O governo Lula anunciou um acordo final sobre o valor da indenização pelo desastre da barragem de Mariana. Serão R$ 167 bilhões, dos quais R$ 30 bilhões são obrigações de obras já iniciadas e outros R$ 37 bilhões foram desembolsados nos últimos anos em reparações e na reconstrução de distritos destruídos pela lama. Na prática, a Samarco e suas acionistas, Vale e BHP, se comprometeram a pagar mais R$ 100 bilhões em recursos novos à União e aos estados de Minas Gerais e Espírito Santo, incluindo seus municípios.
Resta a assinatura presidencial para sacramentar.
Lula precisa colocar logo um ponto final na questão, considerando que o caso se arrasta há quase uma década, e nesta segunda-feira 21, a Justiça britânica inicia o julgamento de uma polêmica ação coletiva movida pelo escritório Pogust Goodhead contra as mineradoras. A banca inglesa quer arrancar das companhias algo em torno de R$ 267 bilhões e não poupa esforços – alguns bem questionáveis – em sua ofensiva jurídica.

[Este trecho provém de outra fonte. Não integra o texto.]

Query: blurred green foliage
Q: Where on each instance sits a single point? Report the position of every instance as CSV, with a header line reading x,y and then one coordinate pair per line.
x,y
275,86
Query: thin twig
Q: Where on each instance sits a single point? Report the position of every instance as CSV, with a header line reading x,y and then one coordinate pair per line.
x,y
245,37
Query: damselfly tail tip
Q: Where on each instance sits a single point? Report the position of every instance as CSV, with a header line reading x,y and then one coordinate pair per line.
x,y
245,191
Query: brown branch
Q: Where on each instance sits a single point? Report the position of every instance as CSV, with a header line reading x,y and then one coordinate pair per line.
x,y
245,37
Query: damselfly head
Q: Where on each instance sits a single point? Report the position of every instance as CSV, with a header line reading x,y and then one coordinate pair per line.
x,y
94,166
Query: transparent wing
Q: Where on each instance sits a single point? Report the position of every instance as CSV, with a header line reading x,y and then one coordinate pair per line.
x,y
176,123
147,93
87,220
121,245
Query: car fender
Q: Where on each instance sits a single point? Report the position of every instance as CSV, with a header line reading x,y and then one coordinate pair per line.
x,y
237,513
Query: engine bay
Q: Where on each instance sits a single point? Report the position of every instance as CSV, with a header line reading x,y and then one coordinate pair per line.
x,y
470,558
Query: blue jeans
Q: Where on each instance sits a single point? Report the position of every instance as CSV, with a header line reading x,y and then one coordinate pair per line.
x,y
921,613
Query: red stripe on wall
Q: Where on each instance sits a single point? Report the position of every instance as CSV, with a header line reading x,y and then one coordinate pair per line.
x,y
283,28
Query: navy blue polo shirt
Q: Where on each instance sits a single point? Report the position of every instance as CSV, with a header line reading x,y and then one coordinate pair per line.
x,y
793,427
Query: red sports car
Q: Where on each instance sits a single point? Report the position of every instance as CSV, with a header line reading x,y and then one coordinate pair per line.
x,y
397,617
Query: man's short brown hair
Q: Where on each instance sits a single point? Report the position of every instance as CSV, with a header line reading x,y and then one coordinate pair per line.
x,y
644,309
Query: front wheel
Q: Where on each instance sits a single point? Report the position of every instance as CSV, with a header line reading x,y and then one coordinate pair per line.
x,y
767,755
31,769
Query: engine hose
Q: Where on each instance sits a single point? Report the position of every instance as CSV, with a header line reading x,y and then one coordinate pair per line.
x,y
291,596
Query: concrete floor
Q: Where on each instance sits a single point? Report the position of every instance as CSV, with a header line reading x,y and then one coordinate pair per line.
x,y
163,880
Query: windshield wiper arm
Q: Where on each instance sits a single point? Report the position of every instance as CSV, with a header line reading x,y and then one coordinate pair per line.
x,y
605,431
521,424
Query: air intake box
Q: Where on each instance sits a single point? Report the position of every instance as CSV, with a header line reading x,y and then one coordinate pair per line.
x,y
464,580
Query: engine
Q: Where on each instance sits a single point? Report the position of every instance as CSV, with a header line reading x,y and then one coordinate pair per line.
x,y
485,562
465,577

No lance mais recente, o sócio Tom Goodhead se reuniu dias atrás com representantes das vítimas no Brasil para convencê-los a não assinarem qualquer acordo negociado pelo governo. Chegou a alardear que a BHP estaria disposta a encerrar o litígio em Londres rapidamente por meio de um acordo com a Justiça britânica, e que pagamentos sairiam até o Natal, o que não passa de conversa fiada.
Em comunicado, a mineradora desmentiu o advogado e afirmou que está “participando ativamente das negociações com a Vale, a Samarco e as autoridades públicas no Brasil e está focada em chegar a um acordo no país”. “A BHP acredita que as vias para pagamentos de indenização às pessoas atingidas são mais rápidas e fáceis no Brasil, garantindo que o dinheiro permaneça no país”, diz.

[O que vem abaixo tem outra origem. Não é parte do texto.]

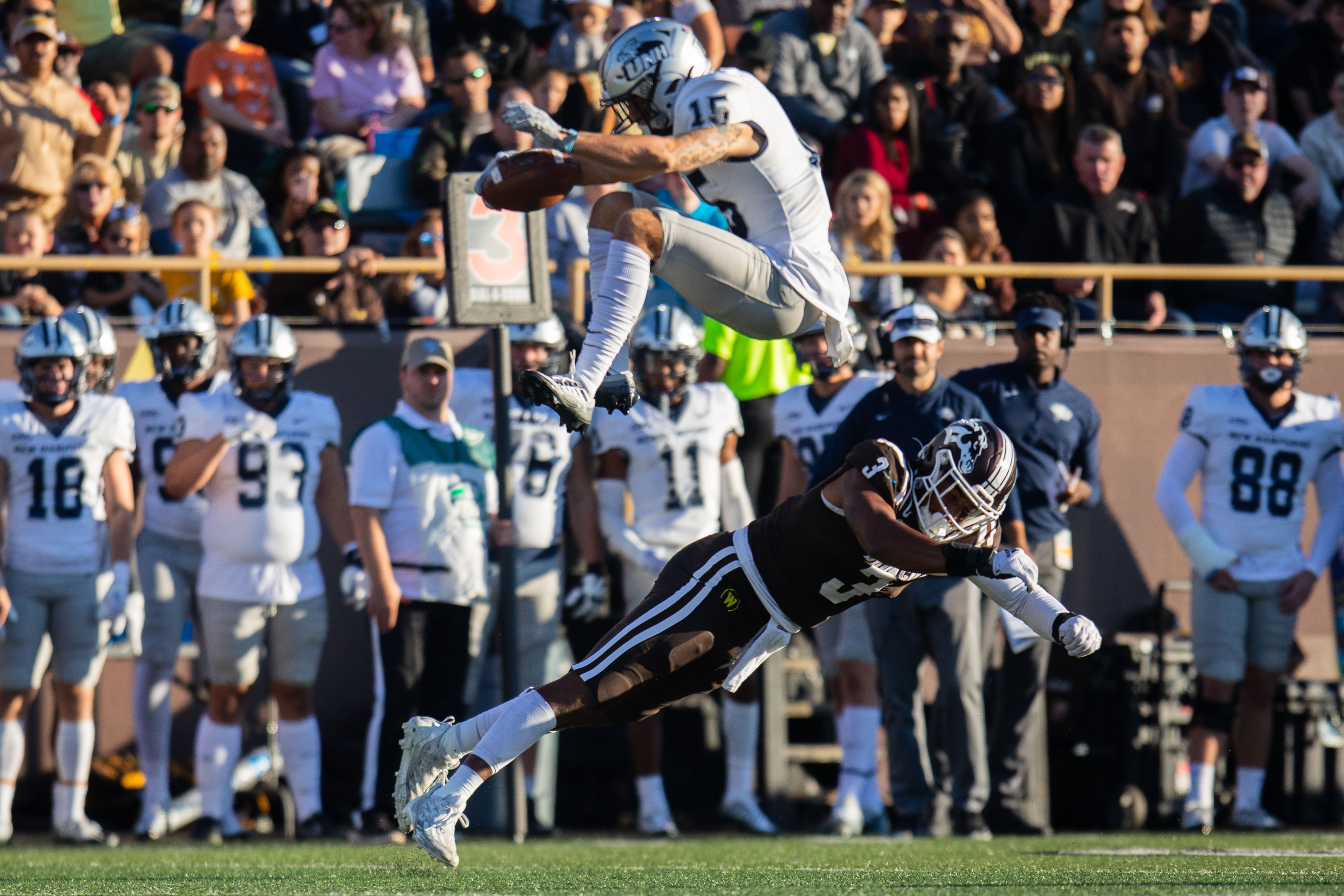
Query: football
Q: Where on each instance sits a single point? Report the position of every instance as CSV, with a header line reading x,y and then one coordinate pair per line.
x,y
533,181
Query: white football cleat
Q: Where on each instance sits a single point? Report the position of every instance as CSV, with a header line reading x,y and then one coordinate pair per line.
x,y
1198,818
747,812
429,753
435,820
1256,818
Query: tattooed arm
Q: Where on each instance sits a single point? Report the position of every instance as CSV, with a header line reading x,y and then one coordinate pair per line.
x,y
630,159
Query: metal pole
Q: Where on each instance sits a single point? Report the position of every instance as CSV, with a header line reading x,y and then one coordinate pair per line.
x,y
509,563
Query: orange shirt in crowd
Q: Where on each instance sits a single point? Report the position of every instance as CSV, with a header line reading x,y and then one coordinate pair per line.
x,y
244,74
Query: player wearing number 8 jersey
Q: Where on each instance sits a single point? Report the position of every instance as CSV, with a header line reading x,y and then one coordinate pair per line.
x,y
1256,448
267,459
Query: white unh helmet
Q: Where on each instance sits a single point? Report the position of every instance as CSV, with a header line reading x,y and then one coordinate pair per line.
x,y
650,62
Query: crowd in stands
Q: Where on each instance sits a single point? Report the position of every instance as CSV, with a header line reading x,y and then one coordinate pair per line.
x,y
960,131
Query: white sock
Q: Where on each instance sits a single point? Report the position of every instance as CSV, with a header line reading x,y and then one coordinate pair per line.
x,y
616,309
526,719
154,730
1251,782
11,761
217,754
1202,785
75,756
302,746
741,734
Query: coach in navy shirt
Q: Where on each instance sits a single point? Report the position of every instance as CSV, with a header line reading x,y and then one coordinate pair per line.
x,y
1054,428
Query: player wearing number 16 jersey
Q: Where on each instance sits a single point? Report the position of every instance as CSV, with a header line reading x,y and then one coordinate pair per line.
x,y
267,459
1255,446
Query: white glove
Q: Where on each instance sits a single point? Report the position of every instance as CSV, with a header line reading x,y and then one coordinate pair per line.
x,y
113,605
546,131
492,174
1017,563
585,600
1080,636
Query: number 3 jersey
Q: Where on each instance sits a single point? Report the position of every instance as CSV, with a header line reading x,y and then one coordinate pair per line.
x,y
261,516
674,461
57,508
156,428
1255,477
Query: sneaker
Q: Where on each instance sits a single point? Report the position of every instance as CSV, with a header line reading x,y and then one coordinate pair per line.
x,y
1256,818
1198,818
747,812
429,754
564,394
435,823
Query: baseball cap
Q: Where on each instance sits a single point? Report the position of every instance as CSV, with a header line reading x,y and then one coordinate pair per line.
x,y
428,351
1249,76
35,25
919,321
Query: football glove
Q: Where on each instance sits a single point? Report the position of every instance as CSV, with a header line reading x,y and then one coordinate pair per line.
x,y
585,600
546,131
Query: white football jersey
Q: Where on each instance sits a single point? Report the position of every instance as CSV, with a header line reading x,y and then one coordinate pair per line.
x,y
776,199
541,457
156,428
57,508
1255,477
674,461
798,420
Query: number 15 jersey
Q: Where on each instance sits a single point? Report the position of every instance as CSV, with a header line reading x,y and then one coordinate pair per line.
x,y
1255,477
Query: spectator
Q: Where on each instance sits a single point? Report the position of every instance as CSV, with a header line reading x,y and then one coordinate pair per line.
x,y
338,299
580,42
1054,428
126,233
302,179
1234,221
500,136
1036,143
863,232
1245,97
1197,52
201,174
196,228
498,38
45,124
424,295
1139,103
31,292
824,66
887,143
364,83
447,136
152,144
234,84
957,115
974,217
1094,221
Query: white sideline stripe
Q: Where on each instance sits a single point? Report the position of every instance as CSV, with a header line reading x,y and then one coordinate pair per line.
x,y
656,610
673,620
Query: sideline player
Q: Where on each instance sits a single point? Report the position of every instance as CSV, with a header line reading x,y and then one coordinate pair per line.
x,y
772,277
729,601
806,418
64,459
1255,446
183,344
268,460
663,453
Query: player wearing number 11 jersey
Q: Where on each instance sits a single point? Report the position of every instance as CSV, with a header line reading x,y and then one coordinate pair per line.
x,y
1256,448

Como já alertei antes, a atuação da Pogust Goodhead viola a soberania jurídica brasileira ao ignorar as tratativas oficiais sobre o caso, sob a alegação falaciosa de que as vítimas não foram contempladas no processo. O escritório diz defender 620 mil vítimas, além de 46 prefeituras, mas a captação desses clientes está envolta em suspeitas de irregularidades.

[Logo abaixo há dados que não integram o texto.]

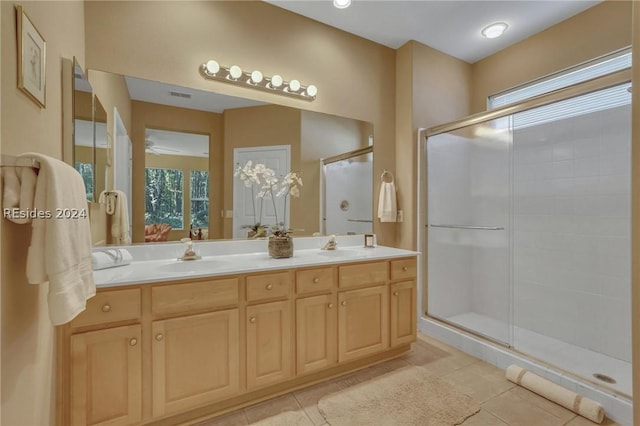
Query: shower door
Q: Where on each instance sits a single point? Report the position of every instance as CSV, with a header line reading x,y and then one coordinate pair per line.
x,y
469,206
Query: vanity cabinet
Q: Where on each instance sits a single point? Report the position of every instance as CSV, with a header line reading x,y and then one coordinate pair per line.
x,y
363,322
316,333
195,360
173,352
104,361
106,377
403,302
269,349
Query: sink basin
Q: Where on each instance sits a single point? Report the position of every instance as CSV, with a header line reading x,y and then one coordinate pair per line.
x,y
340,253
186,266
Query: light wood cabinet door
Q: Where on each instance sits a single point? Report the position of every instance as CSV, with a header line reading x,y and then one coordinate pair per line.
x,y
106,377
269,350
194,360
363,322
316,333
403,313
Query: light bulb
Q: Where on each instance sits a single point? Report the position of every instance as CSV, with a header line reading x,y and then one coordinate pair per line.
x,y
256,77
494,30
213,67
294,85
235,72
312,90
342,4
276,81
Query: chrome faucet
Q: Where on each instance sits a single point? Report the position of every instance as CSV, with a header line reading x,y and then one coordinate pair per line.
x,y
189,253
331,244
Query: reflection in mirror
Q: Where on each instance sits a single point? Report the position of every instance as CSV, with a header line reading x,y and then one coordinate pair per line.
x,y
176,185
347,208
101,145
83,133
228,123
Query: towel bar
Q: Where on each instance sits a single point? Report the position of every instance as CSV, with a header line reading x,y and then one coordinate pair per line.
x,y
13,161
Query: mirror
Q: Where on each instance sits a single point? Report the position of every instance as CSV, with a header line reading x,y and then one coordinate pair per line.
x,y
83,158
156,113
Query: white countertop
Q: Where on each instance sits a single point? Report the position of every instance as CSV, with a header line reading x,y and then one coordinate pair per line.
x,y
142,270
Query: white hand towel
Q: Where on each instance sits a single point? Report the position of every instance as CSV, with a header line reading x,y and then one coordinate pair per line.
x,y
110,258
60,249
387,205
116,205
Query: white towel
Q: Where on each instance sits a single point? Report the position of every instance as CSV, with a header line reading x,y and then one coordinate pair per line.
x,y
60,249
18,190
387,207
110,258
116,205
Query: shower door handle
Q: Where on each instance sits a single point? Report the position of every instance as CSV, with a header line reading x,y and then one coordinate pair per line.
x,y
482,228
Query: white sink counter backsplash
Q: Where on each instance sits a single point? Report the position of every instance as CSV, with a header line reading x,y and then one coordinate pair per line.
x,y
158,262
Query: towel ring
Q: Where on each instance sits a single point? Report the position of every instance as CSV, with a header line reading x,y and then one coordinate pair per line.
x,y
386,175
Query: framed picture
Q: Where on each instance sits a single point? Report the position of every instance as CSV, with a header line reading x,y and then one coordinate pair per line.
x,y
31,59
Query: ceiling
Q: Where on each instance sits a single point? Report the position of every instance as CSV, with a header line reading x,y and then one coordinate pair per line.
x,y
450,26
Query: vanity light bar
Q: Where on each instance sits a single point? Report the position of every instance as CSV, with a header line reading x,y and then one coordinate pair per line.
x,y
212,70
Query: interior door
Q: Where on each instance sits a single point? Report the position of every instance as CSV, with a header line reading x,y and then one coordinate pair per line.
x,y
278,158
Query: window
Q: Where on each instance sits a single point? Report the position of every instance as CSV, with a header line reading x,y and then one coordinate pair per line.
x,y
199,198
86,171
596,68
164,197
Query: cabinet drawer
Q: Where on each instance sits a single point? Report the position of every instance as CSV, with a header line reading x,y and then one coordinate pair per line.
x,y
314,280
403,269
268,286
362,273
110,306
188,297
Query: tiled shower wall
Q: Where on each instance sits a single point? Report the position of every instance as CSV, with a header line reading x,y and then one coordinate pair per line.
x,y
571,205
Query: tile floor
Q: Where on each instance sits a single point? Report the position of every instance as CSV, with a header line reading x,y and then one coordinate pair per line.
x,y
502,402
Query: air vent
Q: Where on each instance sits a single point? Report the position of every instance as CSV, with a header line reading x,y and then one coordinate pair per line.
x,y
180,95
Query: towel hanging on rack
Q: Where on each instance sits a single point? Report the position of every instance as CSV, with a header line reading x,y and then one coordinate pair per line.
x,y
60,248
387,203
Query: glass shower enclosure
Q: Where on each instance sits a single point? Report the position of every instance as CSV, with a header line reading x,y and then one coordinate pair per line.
x,y
528,229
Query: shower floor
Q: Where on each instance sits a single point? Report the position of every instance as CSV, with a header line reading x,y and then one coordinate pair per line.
x,y
577,360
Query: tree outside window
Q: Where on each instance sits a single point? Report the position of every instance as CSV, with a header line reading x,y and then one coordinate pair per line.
x,y
199,198
86,171
164,197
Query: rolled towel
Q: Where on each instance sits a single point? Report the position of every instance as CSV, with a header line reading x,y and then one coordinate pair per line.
x,y
570,400
110,258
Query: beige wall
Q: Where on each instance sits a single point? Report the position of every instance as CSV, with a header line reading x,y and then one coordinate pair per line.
x,y
143,115
258,126
433,88
127,37
28,393
595,32
635,215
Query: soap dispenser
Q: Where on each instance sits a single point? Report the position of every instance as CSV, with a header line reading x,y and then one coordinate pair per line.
x,y
189,253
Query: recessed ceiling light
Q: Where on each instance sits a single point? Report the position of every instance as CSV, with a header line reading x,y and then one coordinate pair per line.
x,y
494,30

Flávio Dino, na semana passada, concedeu liminar em ação do Instituto Brasileiro de Mineração (Ibram), impondo restrições a municípios que firmaram contratos para litigar em tribunais fora do Brasil. O ministro determinou que as Prefeituras apresentem os contratos firmados e se abstenham de efetuar pagamentos de honorários vinculados a cláusulas de êxito, sem a autorização do Supremo ou de outras instâncias do Estado brasileiro.
Segundo o Ibram, “tais contratações expõem o Erário e as vítimas dos desastres socioambientais a imenso risco de lesão econômica, devido ao fato da cláusula ad exitum, pactuada em tais acordos, tornar os próprios escritórios de advocacia os grandes beneficiários de eventual reparação”. Conforme entrevistas e reportagens já publicadas na imprensa brasileira, a Pogust Goodhead costuma embolsar cerca de 30% do valor das causas em honorários, pois precisa remunerar seus investidores, normalmente fundos abutres.
O caso de Mariana não é o único. A PG também tenta usar a mesma estratégia nos desastres de Brumadinho, da mina de sal da Braskem em Alagoas e até na contaminação por alumínio das comunidades de Barcarena e Abaetetuba, no Pará. Trata-se de um negócio de enorme potencial lucrativo, especialmente em países com baixa governança e segurança jurídica.